Slightly off topic, but I think this can be interesting when not only speed but also the correctness of the float calculations are important. Try the following program
#include <stdio.h> float a = 2.0009763; float b = 2.0009763; static float test(float tst) { tst/=a; tst*=b; return tst; } main() { int lc; float flt=1.0; for (lc=0; lc<1000; lc++) { flt=test(flt); } printf("Correct result:\t 1.000000\n"); printf("IAR result:\t 1.000000\n"); printf("ADS result:\t 1.000000\n"); printf("Keil result:\t 1.000297\n"); printf("Current compiler:\t %f\n",flt); }
Thanks Anders. I tried your test and got the same results. When I changed the initial value of flt to 1.0000001, the IAR tools ended up setting flt to 1.00000012 after the loop, while the answer with the KEIL tools remained unchanged at 1.000297. One more thing to look into and consider, agreed.
Do the IAR tools support a floating point format other than IEEE 754? Note that 754 is optimized for range and precision, not speed of arithmetic. There are other floating point formats that are more amenable to software arithmetic, and will also produce different results for any given sequence of operations. (No finite floating point representation is completely accurate.)

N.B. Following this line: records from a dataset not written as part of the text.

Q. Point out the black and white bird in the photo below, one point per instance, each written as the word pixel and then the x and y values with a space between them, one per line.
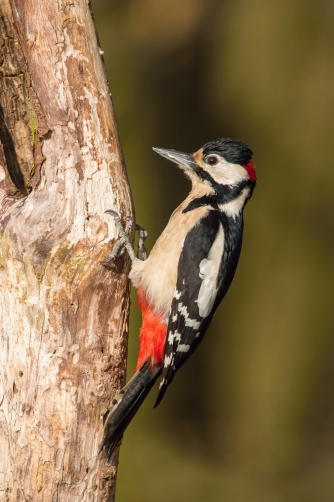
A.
pixel 188 272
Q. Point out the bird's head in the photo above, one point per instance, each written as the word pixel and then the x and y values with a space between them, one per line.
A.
pixel 224 161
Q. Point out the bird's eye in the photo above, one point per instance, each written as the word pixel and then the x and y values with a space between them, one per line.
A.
pixel 211 160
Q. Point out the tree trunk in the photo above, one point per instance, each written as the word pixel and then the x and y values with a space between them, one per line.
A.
pixel 64 317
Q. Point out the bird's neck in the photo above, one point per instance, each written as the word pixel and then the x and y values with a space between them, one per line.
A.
pixel 230 199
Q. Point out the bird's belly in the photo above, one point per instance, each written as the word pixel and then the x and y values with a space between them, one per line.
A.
pixel 159 272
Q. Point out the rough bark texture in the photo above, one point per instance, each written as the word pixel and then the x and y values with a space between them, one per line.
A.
pixel 64 317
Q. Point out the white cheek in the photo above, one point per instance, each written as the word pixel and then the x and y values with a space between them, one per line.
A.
pixel 228 174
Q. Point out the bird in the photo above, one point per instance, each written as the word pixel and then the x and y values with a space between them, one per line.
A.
pixel 188 272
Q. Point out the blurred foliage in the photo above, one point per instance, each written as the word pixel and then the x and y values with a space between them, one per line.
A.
pixel 251 415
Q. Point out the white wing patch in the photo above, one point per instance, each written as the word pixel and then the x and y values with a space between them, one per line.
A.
pixel 173 336
pixel 209 268
pixel 192 323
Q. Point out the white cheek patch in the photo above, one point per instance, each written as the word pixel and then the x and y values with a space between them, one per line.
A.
pixel 235 207
pixel 209 268
pixel 227 174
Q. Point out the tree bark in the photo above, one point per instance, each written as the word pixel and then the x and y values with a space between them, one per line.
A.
pixel 64 317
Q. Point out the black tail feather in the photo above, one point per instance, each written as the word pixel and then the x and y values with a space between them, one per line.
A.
pixel 126 405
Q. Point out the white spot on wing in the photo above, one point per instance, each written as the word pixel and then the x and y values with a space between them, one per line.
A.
pixel 168 360
pixel 173 336
pixel 209 268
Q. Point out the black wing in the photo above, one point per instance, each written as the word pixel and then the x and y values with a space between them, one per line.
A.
pixel 199 289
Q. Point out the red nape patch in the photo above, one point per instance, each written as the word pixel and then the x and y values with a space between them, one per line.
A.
pixel 251 170
pixel 152 334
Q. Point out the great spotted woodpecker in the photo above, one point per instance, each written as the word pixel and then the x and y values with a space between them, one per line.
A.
pixel 187 273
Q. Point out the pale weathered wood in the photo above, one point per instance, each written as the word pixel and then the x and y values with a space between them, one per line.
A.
pixel 63 316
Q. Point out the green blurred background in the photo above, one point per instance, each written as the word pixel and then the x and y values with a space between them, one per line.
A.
pixel 251 415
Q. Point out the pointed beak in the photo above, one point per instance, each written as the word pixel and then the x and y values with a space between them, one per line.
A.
pixel 182 159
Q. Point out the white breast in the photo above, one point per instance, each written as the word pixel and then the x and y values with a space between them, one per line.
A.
pixel 158 274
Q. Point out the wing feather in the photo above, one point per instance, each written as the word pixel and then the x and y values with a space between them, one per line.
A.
pixel 198 282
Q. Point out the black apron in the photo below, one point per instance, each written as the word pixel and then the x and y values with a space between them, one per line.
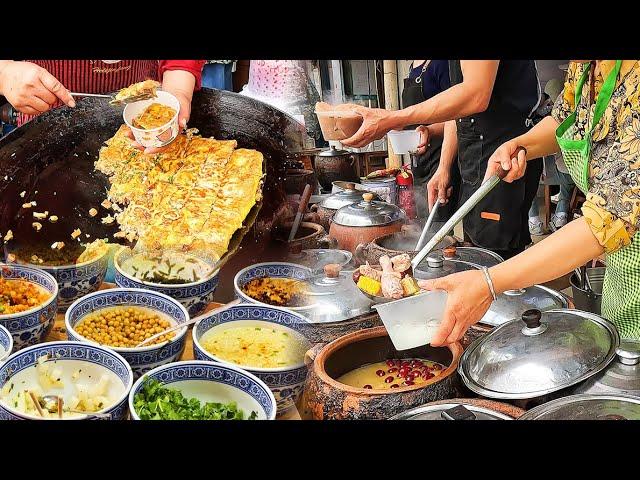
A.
pixel 500 221
pixel 425 165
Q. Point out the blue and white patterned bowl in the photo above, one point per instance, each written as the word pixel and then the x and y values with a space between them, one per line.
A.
pixel 32 326
pixel 224 383
pixel 286 383
pixel 6 344
pixel 141 359
pixel 69 351
pixel 273 270
pixel 75 281
pixel 194 296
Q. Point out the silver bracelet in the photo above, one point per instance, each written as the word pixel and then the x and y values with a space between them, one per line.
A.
pixel 487 277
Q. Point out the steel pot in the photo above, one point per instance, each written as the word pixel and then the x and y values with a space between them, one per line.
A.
pixel 622 376
pixel 539 356
pixel 326 398
pixel 330 205
pixel 462 409
pixel 364 221
pixel 333 164
pixel 587 407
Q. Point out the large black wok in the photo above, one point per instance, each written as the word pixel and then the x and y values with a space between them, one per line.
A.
pixel 54 155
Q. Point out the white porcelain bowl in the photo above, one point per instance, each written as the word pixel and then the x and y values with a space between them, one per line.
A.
pixel 287 382
pixel 154 137
pixel 32 326
pixel 141 359
pixel 213 382
pixel 93 360
pixel 195 296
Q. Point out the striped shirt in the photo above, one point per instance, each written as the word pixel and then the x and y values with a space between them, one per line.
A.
pixel 98 76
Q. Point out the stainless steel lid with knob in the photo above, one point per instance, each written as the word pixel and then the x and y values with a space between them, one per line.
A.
pixel 511 304
pixel 451 411
pixel 336 297
pixel 441 263
pixel 347 197
pixel 368 212
pixel 539 354
pixel 587 407
pixel 333 152
pixel 622 376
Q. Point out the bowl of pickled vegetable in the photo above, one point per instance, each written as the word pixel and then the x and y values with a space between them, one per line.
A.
pixel 121 318
pixel 28 303
pixel 200 390
pixel 189 278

OOPS! I found out what the most significant factor was that made the IAR version of the project do math so much faster... Can't believe I didn't notice it before... The IAR project was configured to run from RAM while the KEIL project was configured to run from ROM...!! When the IAR project was re-configured to run from ROM it slowed down considerably... to ~5.1 usec's per divide, versus KEIL's ~8.2 usec's. Still significant, but not as significant as I thought it was. Very sorry for the confusion... totally my bad! Still looking into the accumulated error anomaly... Dave :-x
I don't particulary care for binary floating point. Check out http://www2.hursley.ibm.com/decimal/ for where I hope floating point on embedded controllers is heading. Don't know how much extra silicon this'll take, but it sounds pretty good.
FWIW, IAR's website states that they support IEEE-754 floating point arithmetic.
FWIW, IAR's website states that they support IEEE-754 floating point arithmetic. Yes, but it doesn't say whether or not they support anything else -- or at least I couldn't find it there -- and if so, what the default setting would be.
Just curious. Are you running ARM mode or THUMB mode? Jon
you just confirmed my previous statement: "the difference between the $1000+ toolsets was not big enough to choose one over the other" Erik
that should have been "the difference in performance between .... The original post suggested that the decision should be based on other named issues. Erik PS would it be possible to get an "edit" fonction, 8052 has it, so does SILabs. Yes, I know "preview" is there, but the hindsight usually appear a bit more than preview time after the posting.